The Monthly Incident Analysis report provides visibility into threats and incidents in your environment, including incident statuses, threat levels, classification, daily incident count, and top ten lists. Use this report to evaluate threats and incidents, and your response efforts, and learn about emerging threats.

This report presents data for an entire month, which immediately becomes available in the beginning of the following month.

To access the Monthly Incident Analysis report:

  1. In the Alert Logic console, click the menu icon (), and then click Validate.
  2. Click Reports, and then click Threats.
  3. Under Incident Analysis, click VIEW.
  4. Click Monthly Incident Analysis.

To refine your findings, filter your report by Select Month, Customer Account, and Deployment Name.

By default, Alert Logic includes (All) filter values in the report.

To add or remove filter values:

  1. Click the drop-down menu in the filter, and then select or clear values.
  2. Click Apply.

Incident by Status section

This section provides the count and percentages for open, snoozed, and closed incidents for the selected month.

Incident by Threat Level section

This section provides the count and percentages of incidents in each threat level for the selected month.

Incident by Classification section

This section provides the count and percentages for each incident classification in a color-coded bar graph for the selected month.

Incident by Day section

This section displays a bar graph of the daily incident count, and a list with the count, and total percentage of incidents on each day for the selected month.

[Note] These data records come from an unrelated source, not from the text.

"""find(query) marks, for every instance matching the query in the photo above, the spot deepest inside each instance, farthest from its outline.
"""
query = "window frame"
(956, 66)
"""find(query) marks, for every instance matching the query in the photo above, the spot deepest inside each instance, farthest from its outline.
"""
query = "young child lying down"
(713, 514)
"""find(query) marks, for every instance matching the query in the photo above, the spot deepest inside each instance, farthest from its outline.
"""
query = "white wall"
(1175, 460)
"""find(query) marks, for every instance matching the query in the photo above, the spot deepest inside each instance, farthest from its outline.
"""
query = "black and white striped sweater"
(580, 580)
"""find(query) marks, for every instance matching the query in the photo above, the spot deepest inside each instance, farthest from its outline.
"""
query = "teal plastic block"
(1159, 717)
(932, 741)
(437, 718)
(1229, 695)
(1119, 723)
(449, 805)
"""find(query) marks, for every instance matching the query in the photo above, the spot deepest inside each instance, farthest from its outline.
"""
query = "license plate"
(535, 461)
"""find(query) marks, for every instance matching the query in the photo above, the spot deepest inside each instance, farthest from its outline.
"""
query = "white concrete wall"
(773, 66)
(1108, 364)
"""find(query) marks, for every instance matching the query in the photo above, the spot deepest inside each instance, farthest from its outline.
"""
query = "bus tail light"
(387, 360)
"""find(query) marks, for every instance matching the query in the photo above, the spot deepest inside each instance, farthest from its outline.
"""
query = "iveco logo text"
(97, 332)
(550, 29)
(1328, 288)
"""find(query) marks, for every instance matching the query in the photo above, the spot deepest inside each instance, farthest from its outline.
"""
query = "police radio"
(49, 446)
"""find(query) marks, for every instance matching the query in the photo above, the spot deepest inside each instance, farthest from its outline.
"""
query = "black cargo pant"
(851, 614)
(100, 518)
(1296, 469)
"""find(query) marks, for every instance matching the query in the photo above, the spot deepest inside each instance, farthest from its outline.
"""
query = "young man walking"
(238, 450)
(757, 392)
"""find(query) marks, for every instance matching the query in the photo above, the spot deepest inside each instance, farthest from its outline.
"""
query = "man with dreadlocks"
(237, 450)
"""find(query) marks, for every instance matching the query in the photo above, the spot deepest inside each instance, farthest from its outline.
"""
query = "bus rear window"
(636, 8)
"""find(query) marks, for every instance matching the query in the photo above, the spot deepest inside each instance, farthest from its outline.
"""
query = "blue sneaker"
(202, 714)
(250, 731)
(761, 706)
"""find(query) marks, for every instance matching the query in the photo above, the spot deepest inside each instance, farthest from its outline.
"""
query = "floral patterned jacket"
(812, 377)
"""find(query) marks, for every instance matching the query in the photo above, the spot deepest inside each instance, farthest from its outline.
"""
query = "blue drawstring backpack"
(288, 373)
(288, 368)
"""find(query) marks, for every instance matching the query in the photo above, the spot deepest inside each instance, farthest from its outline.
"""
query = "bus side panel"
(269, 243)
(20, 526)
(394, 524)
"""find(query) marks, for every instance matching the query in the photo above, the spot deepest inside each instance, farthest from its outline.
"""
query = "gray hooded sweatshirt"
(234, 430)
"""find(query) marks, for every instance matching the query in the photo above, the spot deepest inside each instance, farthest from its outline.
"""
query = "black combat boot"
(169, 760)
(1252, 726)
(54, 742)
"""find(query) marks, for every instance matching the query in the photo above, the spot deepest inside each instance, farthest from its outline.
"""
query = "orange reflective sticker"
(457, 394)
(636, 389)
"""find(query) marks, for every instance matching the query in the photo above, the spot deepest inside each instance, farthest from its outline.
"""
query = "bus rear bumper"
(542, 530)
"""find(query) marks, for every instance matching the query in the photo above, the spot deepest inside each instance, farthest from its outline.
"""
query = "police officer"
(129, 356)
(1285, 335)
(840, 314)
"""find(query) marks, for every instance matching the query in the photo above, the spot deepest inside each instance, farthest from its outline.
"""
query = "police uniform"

Top 10 Incidents by Summary

This section lists the top ten incidents by threat summary, the incident count, and the percentage of total incidents for each threat summary with a bar graph representing the incident count for the selected month.

Top 10 Attackers

This section lists the top ten attackers, the country of origin, incident count, and the percentage of total incidents for each attacker with a bar graph representing the incident count for the selected month.

Top 10 Targets

This section lists the top ten IP address targets, the country of origin, and the percentage of total incidents for each targeted asset with a bar graph representing the incident count for the selected month.